The committee suggested an increase in DUC to 80 per cent (Sh73.91) billion from the current 53 per cent (Sh41.907 billion) for public universities and 18 per cent (Sh2.4 billion) for private institutions.
“This is based on university enrollment of 500,000 students at an average DUC rate of 192,000 for human and science students,” said the PS.
Nabukwesi said in some universities, the total number of students placed is lower than the declared capacity.
He said the current budget allocation to universities for financial year 2020/2021 is far much lower at Sh43,907,000, from the required Sh80,018,000.
“Most of the universities are currently insolvent as they cannot meet statutory obligations,” said the PS.
He said the downside is that monthly payroll requirement is Sh4.5 billion, hence 12 months requirement is Sh54 billion.

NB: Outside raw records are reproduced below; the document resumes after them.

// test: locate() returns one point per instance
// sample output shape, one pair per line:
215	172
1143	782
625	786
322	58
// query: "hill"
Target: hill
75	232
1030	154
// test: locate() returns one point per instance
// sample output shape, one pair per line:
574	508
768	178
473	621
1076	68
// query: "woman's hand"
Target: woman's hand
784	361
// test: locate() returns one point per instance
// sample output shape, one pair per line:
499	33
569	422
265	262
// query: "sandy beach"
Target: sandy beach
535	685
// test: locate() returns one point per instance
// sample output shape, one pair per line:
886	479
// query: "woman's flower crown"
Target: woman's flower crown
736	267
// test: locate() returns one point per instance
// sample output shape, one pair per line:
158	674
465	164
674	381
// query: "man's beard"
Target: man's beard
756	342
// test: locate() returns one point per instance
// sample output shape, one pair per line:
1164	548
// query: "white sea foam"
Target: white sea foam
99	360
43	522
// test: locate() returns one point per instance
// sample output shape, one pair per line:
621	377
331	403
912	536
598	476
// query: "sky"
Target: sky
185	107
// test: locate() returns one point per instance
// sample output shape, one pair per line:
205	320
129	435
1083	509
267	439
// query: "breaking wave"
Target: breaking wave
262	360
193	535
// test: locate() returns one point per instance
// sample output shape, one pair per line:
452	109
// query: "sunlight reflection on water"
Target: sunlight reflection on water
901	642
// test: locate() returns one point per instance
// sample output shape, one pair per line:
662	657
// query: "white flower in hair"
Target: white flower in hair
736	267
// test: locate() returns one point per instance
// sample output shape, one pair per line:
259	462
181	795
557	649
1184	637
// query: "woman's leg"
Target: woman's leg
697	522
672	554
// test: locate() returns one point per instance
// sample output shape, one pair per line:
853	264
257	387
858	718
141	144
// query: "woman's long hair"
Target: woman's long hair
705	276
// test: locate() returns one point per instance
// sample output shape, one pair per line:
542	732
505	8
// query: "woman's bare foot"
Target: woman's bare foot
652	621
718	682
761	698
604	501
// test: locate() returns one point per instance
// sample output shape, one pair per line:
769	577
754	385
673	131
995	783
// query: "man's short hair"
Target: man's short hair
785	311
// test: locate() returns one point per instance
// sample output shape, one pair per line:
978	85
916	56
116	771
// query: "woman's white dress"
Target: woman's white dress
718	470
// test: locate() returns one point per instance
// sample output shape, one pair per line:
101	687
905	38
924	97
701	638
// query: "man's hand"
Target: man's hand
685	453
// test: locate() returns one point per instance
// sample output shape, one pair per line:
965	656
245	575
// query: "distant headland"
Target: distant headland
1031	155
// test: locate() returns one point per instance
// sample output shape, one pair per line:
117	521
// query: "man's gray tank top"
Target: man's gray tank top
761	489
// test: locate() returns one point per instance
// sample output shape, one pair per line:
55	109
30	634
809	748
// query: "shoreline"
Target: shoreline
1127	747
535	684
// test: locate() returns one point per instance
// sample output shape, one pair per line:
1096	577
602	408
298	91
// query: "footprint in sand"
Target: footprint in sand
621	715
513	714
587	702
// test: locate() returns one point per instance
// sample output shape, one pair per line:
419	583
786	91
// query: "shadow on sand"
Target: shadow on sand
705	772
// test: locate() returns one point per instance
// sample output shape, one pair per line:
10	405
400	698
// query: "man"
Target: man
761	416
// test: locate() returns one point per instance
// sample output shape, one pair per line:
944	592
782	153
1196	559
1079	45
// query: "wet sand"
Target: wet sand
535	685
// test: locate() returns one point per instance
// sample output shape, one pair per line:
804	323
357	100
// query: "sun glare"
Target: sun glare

Private universities also received only Sh2.4 billion from the projected Sh6.6 billion budget and hence will be unable to offer quality university education to students, including government-sponsored students.
National Treasury PS Julius Muia said the government is constrained financially and asked vice-chancellors to come up with ways to raise funds to run their institutions.
He said the reduced enrollment of students to universities has been attributed to a shift of focus in quality education to Technical Industrial Vocational and Entrepreneurship Training (TIVET).
“Decline enrolment affected internally generated revenues from self-sponsored students thus affecting flow of income,” said Muia.
The PS Treasury said public universities have been left grappling with huge workforce (non-teaching staff), unsustainable payrolls, increasing debt (PAYE), pensions pending bills of statutory deductions and very little funds for operations, maintenance and infrastructure development.
He said the university funding has not expanded due to the CBAs awards.
Muia said the Ministry of Education should consider reviewing tuition fees and also consider increasing loans to students.
The PS Treasury urged universities to close satellite campuses that are not economically viable. “For instance Jaramogi Odinga, Maseno and Masinde Muliro should not be opening campuses in Nairobi and Mombasa but rather in Western Region to avoid over-concentration of university satellite campus in towns,” he said.